Touts. All the guidebooks warn of ostensibly helpful locals looking to make money on your tourist ignorance — overcharging, trying to get you to go on a “gem tour,” etc. — but for some reason I was still surprised when it proved true. “Grand Palace closed today,” a man on the street said mournfully (and untruthfully). “Come this way, better palace!” When I shook my head, he was pretty indignant for someone trying to rip me off, and invited me to “go to the moon!” We also had a cab driver who, upon hearing we were headed to Cambodia next, offered to drive us there for an improbably low rate. When we declined, he pretended not to know our local destination after all and pulled over for us to get out of his cab.

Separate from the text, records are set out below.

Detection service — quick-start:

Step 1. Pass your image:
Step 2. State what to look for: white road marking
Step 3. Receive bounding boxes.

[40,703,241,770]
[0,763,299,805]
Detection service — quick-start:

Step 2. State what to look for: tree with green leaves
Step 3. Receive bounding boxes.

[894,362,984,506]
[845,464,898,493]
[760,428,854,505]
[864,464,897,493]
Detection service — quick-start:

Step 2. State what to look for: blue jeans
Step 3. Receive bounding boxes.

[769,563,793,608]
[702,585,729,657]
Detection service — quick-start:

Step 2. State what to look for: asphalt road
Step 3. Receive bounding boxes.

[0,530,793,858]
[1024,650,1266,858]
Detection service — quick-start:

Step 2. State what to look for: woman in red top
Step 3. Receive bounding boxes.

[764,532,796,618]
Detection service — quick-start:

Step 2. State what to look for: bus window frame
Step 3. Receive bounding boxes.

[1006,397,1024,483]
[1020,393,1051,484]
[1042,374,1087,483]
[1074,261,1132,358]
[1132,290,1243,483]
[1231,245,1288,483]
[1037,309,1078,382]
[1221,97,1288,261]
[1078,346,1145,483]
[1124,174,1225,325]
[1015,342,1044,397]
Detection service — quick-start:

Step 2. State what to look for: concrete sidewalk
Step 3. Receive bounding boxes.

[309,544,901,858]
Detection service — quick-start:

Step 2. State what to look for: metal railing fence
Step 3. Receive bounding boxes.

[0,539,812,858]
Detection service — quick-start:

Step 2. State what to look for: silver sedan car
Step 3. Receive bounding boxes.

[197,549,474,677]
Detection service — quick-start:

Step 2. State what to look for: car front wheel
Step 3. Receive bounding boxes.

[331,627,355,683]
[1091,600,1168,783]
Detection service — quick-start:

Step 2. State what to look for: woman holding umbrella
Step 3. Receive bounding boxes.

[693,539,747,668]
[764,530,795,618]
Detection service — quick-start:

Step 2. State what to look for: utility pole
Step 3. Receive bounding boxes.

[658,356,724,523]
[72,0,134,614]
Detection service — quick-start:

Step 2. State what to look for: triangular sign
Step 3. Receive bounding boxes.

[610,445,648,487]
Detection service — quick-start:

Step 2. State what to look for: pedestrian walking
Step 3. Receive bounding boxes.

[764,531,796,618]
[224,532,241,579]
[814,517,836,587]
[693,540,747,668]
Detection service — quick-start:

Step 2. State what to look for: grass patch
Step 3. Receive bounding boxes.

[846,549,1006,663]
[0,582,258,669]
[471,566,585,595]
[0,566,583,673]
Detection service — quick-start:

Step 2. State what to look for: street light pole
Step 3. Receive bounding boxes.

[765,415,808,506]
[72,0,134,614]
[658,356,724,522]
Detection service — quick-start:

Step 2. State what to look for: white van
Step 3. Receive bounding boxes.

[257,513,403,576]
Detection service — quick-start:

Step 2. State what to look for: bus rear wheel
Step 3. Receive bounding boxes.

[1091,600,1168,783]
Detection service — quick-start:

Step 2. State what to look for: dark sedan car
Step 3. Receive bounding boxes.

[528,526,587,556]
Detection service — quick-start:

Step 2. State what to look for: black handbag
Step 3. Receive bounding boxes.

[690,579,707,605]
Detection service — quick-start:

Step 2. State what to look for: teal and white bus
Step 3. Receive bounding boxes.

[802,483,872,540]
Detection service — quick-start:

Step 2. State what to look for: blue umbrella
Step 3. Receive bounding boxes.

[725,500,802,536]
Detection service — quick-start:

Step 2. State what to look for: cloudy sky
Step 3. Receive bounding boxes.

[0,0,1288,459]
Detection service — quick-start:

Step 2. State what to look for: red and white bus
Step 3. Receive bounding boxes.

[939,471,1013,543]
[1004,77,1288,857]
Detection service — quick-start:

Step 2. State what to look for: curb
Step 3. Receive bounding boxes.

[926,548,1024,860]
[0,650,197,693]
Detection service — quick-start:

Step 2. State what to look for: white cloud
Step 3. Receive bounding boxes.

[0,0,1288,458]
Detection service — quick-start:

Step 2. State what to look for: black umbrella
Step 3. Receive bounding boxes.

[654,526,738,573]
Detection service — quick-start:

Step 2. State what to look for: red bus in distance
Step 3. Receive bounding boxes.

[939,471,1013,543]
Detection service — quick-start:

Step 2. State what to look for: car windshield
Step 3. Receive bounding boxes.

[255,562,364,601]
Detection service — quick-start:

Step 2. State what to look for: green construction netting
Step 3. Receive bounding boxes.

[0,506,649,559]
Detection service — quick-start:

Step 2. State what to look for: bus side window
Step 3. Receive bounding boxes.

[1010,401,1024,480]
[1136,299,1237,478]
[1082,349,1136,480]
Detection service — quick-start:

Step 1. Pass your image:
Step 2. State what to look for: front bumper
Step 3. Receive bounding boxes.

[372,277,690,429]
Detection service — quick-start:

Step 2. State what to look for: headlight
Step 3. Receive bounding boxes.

The Thai written language. As you’ll know from decorations in your local Thai place, it’s very beautiful, like musical notes rendered in wrought iron. But totally opaque to us, of course. Naturally times come when it would be nice to be able to decipher a little. Like, Kevin got a local SIM card for his phone, and now gets a text in Thai every few hours, helpfully telling him… something, we’ve no idea what. Google maps sometimes knows where our restaurant is but chooses that moment to show us the street names in Thai, which is very reasonable considering we’re in Thailand, but… it’s all Thai to us. And the taxis have a little lighted indicator to show whether they’re free. We squint at the red LED display as a cab zooms toward us. “Is that… squiggly thing? Or is it other squiggly thing?”